# Foreword

This is a relatively easy contest, especially the first 5 questions.

# A: Round One

for (int i = 1; i <= 3; i++)
if (i != A && i != B)
cout << i << endl;

# B: Strings with the Same Length

for (int i = 0; i < N; i++)
cout << S[i] << T[i];

# C: Snack

Output the LCM of $A$ and $B$. You can use the __gcd function in C++.

cout << A * B / __gcd(A, B) << endl;

# D: Brick Break

Greedy to find the longest subsequence of $1, 2, 3, \dots$. If there is no such subsequence (i.e. no $1$ in the sequence) output -1.

int t, nxt = 1, cnt = 0;
for (int i = 0; i < N; i++) {
cin >> t;
if (t == nxt)
nxt++;
else
cnt++;
}
cout << (cnt == n ? -1 : cnt);

# E: Double Factorial

If $N$ is odd, the number of trailing zeros is 0. Otherwise, it is the number of 5 in the prime factorization of $2 \cdot 4 \cdot \dots \cdot N$.

if (N % 2) cout << 0;
else {
long long ans = 0;
while (N) {
ans += N / 10;
N /= 5;
}
}

# F: Playing Tag on Tree

Assume that Aoki is standing on the root of the tree. Then Aoki always walk downwards. We can exhaust the ending vertex of Takahashi.
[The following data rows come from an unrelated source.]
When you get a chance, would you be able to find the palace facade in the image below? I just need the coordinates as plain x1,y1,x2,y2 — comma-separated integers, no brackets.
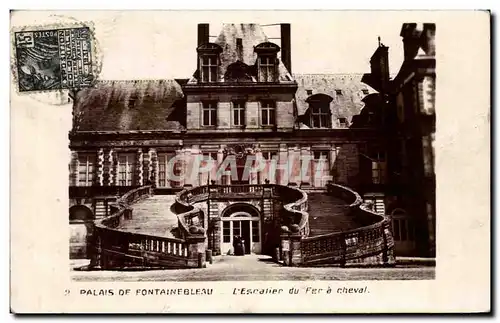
69,23,436,258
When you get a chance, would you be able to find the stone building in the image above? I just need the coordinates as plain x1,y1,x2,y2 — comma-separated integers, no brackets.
362,23,436,257
69,23,435,258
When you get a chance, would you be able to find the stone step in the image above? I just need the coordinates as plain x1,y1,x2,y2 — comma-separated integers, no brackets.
307,193,360,237
116,195,179,238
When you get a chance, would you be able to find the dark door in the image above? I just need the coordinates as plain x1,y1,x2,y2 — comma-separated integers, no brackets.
241,220,251,254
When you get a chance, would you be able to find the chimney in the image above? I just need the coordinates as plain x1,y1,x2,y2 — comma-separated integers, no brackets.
280,23,291,73
198,23,209,47
236,37,243,61
369,40,390,92
400,23,422,61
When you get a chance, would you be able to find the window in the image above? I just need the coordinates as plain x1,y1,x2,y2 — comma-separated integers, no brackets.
233,221,241,237
261,101,276,126
128,96,137,108
262,151,278,160
362,89,369,95
203,152,218,162
118,153,136,186
311,103,331,128
223,221,230,243
158,153,176,187
372,161,386,184
202,101,217,126
338,117,348,128
78,153,96,186
258,56,276,82
202,152,218,181
252,221,260,242
201,55,218,82
313,151,329,161
233,101,246,126
236,38,242,48
306,89,313,96
392,218,415,242
335,89,343,96
158,154,166,187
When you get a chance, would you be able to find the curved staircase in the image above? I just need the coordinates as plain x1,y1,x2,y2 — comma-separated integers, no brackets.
88,184,395,270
If Takahashi ends at vertex $E$, then he will first move to the lowest common ancestor of $E$ and $u$. We must check that Aoki cannot reach this vertex before Takahashi does. Then Takahashi and Aoki will both move downwards until Takahashi reaches node $E$. Finally, Aoki moves towards Takahashi while Takahashi keeps moving between $E$ and parent of $E$.